An appellate court judge reinstated yesterday Marylanders' rights to fight back against some spammers who clog e-mail inboxes with unsolicited commercial messages.
Maryland Court of Special Appeals Judge Sally D. Adkins reversed a decision by a Montgomery County judge who had declared Maryland's anti-spam law unconstitutional. The reversal clears the way for residents to sue those who send deceptive marketing e-mail even if the spammers live across state lines.
It is one among a growing body of appellate opinions interpreting how laws should govern activity on the Internet, whose borderless nature has required a new approach to legal enforcement.
FOR THE RECORD - A story on Friday's front page about a Maryland Court of Special Appeals decision overturning a lower court's ruling that said the state's anti-spam law was unconstitutional did not make clear that the appeal was heard by a three-judge panel. Judge Sally D. Adkins wrote the opinion reversing the lower court ruling, and Judges Mary Ellen Barbera and James P. Salmon agreed.
The Sun regrets the errors.
Rulings that declared spam laws in California and Washington unconstitutional also were reversed on appeal, and those decisions have been frequently cited as precedent-setting by attorneys across the nation.
The ruling "is precedent-setting in Maryland, so trial courts in Maryland will have to abide by the decision," said Timothy J. Walton, a California attorney who argued one of the country's first cases regulating commercial e-mail.
"Outside of Maryland, trial courts and other appellate courts will look at this as what's considered persuasive authority rather than binding authority," meaning it will hold some weight but not require certain actions, he said.

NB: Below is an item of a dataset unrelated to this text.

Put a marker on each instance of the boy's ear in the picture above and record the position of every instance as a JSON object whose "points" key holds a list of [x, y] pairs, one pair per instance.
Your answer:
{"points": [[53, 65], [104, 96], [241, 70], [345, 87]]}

In the 59-page opinion, Adkins ruled that Maryland courts have jurisdiction over out-of-state spammers who send certain false or misleading electronic messages to Maryland residents.
She also determined that such jurisdiction does not violate the Commerce Clause of the U.S. Constitution, which limits state and local government authority over interstate proceedings, as the Montgomery County Circuit Court judge had asserted in late 2004.
"We just think this is a great opinion that's right on and that has statewide, countrywide and even worldwide implications," said Michael S. Rothman, a Rockville lawyer who argued for the winning side of the appeal.
"We are here to do no less than rescue the medium of e-mail."
The case was sent back to the lower court to determine whether Joseph M. Frevola, the former e-mail marketer and president of First Choice Internet Inc. of New York, violated the Maryland Commercial Electronic Mail Act.
That's the contention of plaintiffs Neit Solutions, an Internet service provider based in Frederick, and recent law school graduate Eric Menhart, who sued Frevola under the Maryland law for $168,750 in damages after receiving 83 supposed spams.